The Oregon Garden

It was over a decade ago that The Oregon Garden was created. There was a lot about it in the news and when it finally opened the people that had gone there were disappointed. They said it had all been recently planted and everything was small. So – I waited. A decade later I would expect it to have started to take shape in the way the developers intended even though it may still be somewhat immature. So last week, I headed down to Silverton and thanks to Free Public Gardens day, it only cost me the gas to get there.

So what is the Oregon Garden? It was intended to be a showcase of everything horticultural about the Pacific Northwest. It contains large display gardens, demonstration gardens, natural areas, water gardens, a children’s garden and many other garden areas. They have several festivals and special events that they hold in the gardens throughout the year, educational classes and concerts in summer. Being spring time, a lot of the plants were just poking through the soil, so it gave me a good opportunity to see the bones of the garden.

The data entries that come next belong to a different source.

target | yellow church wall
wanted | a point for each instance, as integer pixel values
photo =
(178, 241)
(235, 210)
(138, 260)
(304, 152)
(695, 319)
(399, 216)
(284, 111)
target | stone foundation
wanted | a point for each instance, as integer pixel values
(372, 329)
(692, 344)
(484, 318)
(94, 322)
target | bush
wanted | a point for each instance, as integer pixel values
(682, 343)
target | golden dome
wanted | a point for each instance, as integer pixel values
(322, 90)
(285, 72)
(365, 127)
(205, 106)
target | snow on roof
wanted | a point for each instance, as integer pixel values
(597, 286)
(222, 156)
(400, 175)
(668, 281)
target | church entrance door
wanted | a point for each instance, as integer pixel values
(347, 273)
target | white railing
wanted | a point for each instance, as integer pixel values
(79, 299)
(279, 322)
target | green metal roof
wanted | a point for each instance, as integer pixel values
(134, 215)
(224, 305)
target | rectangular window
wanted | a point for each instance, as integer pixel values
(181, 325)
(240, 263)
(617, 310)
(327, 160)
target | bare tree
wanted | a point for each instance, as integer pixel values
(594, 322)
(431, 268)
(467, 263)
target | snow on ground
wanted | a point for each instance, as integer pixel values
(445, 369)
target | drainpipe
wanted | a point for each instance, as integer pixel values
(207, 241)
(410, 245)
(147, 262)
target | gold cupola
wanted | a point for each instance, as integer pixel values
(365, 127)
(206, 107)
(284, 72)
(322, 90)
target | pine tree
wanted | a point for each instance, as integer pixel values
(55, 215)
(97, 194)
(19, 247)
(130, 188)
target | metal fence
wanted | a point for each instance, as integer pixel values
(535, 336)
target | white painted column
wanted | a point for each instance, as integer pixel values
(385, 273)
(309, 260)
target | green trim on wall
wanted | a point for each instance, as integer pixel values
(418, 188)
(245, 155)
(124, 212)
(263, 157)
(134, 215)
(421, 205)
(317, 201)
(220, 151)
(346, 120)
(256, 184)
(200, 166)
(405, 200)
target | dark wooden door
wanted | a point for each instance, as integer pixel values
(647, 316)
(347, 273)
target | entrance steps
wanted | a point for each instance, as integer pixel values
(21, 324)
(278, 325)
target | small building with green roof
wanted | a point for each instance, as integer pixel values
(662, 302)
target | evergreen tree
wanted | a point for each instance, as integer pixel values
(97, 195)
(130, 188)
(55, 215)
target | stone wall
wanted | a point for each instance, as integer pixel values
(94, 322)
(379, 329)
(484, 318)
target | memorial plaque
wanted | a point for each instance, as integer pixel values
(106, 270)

It took me a while to get the feel of the garden. It wasn’t quite a botanical garden, although most of the plants are labeled, it wasn’t really a demonstration garden as most of the areas are too large for a home, but too small to be really impressive. Some of the areas of the gardens were a little – tacky. In the “Pet Friendly” garden the water feature had the pond liner exposed almost all the way around, in other parts of the garden, statues were placed on bare soil and not really straight or properly settled in – and then it struck me. The garden had no passion! Its design lacked coherence and it is maintained by people doing a job – not for the love of what they do. And that lack of passion shows.

As I walked around the garden, I was just so tempted at times to just fix something for them. In the wetlands, there were a couple of bags of compost, or bark – I am not sure which – which had clearly been there for more than a few seasons. Moss was growing on the bag. They were partially under the boughs of a tree and the staff clearly thought it would be too difficult to get them out and tidy the area up. So they stay there disturbing what should have been an idyllic spot.

Now don’t get me wrong, there are some very impressive aspects to the garden. I thought the Bosque was wonderful. It is part of their central plaza which contains four symmetric raised water gardens. In each of those “beds” there are islands created again in a very symmetrical manner and in each Island is a tree. The reflection of the trees in the water was very well done and being raised, you can sit beside the water and enjoy the changing light on the water.

Then there is the Children’s Garden. Delightful! There are so many nice touches in here that it raised my spirits and made me smile. I can see children wanting to play in here for hours, and it has a little amphitheater, so I am guessing in summer they have demonstrations for the kids. This garden is very much worth a visit.

Some of the gardens around the periphery of the garden are more natural, and set up for learning about the eco system. They have a mini tree farm, a composting area, trails through various forest types and while I was there, several groups of school kids were doing field trips.

So, if you haven’t been to many public gardens, or just like to look at pretty gardens, then you will probably enjoy it here. However, if you are an avid gardener, or you have visit any of the gardens of the world, you will be disappointed with what they have created here and how it is maintained. I am disappointed that this is the best that Oregon can provide in the way of celebrating an industry that is so important to this state.